NaviTrace: Evaluating Embodied Navigation of Vision-Language Models
Tim Windecker, Manthan Patel, Moritz Reuss, Richard Schwarzkopf, Cesar Cadena, Rudolf Lioutikov, Marco Hutter, Jonas Frey
TL;DR
The paper addresses evaluating embodied navigation capabilities of vision-language models by introducing NaviTrace, a real-world, VQA-style benchmark in which models output 2D image-space traces conditioned on an instruction and embodiment. It then introduces a semantic-aware trace score that combines $DTW$ distance, $FDE$, and embodiment-specific penalties derived from automatic semantic maps, and demonstrates its stronger alignment with human judgments than $DTW$ alone. The dataset comprises 1,000 diverse scenes with over 3,000 expert traces across four embodiments, enabling scalable, reproducible evaluation and a public leaderboard.
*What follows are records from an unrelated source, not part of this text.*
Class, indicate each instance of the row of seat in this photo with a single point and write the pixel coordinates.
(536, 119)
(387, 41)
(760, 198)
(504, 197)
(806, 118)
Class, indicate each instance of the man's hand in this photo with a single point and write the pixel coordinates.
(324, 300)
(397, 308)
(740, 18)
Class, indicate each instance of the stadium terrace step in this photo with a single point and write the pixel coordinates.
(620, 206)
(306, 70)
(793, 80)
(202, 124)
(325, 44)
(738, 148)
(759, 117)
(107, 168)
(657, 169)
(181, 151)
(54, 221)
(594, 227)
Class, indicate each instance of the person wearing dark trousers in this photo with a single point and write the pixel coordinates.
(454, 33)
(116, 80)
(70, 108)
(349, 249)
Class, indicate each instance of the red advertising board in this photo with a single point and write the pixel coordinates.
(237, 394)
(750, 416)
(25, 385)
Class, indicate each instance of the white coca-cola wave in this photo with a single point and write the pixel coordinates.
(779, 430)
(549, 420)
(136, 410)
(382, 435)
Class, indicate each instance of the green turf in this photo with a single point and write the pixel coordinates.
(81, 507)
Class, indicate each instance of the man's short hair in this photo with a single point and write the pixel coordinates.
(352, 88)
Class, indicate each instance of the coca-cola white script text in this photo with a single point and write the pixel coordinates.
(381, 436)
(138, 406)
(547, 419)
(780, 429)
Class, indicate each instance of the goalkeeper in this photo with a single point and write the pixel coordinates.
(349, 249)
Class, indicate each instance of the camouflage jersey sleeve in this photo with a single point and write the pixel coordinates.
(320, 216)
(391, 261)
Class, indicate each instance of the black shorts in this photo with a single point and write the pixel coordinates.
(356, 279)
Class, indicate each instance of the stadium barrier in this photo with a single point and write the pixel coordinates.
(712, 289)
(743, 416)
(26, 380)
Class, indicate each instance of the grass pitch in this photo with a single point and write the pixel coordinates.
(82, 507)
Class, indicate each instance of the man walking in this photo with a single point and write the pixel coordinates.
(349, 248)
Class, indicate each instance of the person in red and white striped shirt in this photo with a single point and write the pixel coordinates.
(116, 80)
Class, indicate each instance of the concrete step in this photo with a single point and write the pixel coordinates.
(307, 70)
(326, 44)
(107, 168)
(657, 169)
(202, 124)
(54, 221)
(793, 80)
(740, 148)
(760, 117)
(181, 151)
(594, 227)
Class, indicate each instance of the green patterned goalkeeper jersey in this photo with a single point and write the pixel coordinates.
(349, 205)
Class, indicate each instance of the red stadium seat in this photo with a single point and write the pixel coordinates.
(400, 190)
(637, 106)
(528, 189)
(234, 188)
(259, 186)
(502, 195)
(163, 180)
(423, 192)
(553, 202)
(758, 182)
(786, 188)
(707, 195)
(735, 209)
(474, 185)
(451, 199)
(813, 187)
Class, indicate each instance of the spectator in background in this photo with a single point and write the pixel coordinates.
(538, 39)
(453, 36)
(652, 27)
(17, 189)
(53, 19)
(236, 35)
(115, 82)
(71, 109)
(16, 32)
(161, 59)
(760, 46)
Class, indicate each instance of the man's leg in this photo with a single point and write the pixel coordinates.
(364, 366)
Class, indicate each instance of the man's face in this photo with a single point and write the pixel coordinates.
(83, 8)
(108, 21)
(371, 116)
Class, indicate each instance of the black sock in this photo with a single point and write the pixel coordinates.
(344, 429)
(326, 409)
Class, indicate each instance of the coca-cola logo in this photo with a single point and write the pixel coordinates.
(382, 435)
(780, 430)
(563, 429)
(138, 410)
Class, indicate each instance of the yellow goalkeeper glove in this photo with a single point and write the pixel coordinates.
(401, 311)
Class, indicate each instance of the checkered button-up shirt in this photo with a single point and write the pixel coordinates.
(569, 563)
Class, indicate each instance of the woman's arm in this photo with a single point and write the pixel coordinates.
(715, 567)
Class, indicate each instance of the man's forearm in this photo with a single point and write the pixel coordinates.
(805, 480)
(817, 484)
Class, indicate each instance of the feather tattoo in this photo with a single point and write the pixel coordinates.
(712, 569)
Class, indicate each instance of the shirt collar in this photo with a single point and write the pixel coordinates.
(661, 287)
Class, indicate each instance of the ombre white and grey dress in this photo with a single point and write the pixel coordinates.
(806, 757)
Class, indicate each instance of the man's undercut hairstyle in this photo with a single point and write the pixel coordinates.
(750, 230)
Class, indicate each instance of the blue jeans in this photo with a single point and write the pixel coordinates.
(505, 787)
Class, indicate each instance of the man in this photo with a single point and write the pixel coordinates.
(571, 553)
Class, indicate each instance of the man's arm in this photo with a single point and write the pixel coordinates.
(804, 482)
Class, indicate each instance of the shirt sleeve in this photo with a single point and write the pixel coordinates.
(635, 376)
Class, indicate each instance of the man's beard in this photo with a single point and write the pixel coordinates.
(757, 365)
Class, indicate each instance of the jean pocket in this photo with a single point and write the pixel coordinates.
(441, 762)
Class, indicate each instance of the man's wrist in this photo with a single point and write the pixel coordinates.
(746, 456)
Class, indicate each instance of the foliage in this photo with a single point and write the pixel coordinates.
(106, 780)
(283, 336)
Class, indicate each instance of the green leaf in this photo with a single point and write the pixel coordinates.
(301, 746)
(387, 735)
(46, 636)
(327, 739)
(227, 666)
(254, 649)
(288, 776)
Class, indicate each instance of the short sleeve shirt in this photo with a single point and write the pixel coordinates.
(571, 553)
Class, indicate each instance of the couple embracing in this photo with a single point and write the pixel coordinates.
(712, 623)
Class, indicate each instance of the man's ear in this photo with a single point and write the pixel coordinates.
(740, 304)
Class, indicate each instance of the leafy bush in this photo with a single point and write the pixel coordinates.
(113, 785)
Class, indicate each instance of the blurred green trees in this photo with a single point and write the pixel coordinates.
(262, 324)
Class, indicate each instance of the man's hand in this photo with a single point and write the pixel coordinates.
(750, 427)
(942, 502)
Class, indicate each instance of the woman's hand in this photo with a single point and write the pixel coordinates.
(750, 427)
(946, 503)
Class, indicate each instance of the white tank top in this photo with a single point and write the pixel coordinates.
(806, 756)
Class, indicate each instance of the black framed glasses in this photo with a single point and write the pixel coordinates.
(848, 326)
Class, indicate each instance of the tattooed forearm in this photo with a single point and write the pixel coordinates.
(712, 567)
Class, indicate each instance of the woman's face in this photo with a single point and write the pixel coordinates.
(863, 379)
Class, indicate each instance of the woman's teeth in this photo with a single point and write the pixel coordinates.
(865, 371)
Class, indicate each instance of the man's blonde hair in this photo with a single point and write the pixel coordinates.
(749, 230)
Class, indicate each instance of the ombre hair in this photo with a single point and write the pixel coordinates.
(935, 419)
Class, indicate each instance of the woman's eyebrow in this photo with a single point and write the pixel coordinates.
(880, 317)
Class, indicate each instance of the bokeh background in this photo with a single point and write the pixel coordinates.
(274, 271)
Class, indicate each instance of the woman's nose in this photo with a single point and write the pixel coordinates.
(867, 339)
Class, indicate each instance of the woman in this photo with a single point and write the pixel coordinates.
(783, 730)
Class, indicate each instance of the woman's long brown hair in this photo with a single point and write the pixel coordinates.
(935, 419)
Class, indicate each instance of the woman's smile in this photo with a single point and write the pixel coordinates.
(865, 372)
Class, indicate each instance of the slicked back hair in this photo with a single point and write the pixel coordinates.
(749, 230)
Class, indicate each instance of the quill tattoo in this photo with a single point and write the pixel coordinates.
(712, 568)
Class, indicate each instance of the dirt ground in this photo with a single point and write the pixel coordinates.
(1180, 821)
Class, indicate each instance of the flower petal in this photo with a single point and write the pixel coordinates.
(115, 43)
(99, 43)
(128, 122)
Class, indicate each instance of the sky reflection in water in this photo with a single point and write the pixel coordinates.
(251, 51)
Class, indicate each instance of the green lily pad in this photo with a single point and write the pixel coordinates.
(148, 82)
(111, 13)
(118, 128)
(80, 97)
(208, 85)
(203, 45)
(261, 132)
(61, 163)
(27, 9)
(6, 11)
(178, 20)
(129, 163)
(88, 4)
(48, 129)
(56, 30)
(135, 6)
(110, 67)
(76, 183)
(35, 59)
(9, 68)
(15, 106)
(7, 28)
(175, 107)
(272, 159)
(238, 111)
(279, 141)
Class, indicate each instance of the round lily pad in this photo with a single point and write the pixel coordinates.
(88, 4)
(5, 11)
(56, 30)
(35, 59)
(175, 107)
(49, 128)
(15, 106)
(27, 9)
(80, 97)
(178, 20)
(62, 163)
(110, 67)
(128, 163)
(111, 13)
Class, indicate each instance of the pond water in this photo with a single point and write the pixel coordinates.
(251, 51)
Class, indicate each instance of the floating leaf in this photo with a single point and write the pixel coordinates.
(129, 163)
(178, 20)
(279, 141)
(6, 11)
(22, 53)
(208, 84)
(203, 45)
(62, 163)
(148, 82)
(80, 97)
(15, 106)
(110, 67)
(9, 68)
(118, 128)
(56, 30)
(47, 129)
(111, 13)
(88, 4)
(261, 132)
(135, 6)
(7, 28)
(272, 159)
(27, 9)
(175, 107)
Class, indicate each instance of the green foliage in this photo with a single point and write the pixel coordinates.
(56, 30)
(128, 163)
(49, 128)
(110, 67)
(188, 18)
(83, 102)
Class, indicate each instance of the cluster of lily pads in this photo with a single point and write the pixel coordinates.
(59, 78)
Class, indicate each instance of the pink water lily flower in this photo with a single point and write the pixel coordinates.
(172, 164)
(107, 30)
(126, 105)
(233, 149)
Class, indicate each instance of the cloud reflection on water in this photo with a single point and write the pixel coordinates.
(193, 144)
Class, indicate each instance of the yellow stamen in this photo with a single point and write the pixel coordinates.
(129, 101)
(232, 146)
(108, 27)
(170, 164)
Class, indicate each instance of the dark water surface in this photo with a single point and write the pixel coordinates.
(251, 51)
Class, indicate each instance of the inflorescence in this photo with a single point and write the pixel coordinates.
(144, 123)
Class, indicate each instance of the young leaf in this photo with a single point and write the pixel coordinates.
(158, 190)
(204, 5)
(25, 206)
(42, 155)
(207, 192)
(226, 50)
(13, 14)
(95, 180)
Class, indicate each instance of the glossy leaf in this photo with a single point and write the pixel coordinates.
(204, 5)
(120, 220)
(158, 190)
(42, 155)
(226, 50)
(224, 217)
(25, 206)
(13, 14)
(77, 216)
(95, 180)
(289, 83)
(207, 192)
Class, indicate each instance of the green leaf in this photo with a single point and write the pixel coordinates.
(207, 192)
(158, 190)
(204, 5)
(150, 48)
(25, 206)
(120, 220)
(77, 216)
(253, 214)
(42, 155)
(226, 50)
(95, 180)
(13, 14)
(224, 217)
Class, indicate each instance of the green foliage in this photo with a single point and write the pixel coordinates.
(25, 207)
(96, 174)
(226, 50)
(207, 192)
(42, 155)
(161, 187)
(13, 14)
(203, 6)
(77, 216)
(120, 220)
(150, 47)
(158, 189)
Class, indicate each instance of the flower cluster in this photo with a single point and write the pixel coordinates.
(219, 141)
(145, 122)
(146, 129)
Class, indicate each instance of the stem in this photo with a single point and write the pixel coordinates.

Key findings reveal a substantial gap between current VLMs and human performance, with goal localization and spatial grounding as primary bottlenecks; the proposed score provides a practical, interpretable metric for guiding future improvements in embodied navigation.
Abstract
Vision-language models demonstrate unprecedented performance and generalization across a wide range of tasks and scenarios. Integrating these foundation models into robotic navigation systems opens pathways toward building general-purpose robots. Yet, evaluating these models' navigation capabilities remains constrained by costly real-world trials, overly simplified simulations, and limited benchmarks. We introduce NaviTrace, a high-quality Visual Question Answering benchmark where a model receives an instruction and embodiment type (human, legged robot, wheeled robot, bicycle) and must output a 2D navigation trace in image space. Across 1000 scenarios and more than 3000 expert traces, we systematically evaluate eight state-of-the-art VLMs using a newly introduced semantic-aware trace score. This metric combines Dynamic Time Warping distance, goal endpoint error, and embodiment-conditioned penalties derived from per-pixel semantics and correlates with human preferences. Our evaluation reveals consistent gap to human performance caused by poor spatial grounding and goal localization. NaviTrace establishes a scalable and reproducible benchmark for real-world robotic navigation. The benchmark and leaderboard can be found at https://leggedrobotics.github.io/navitrace_webpage/.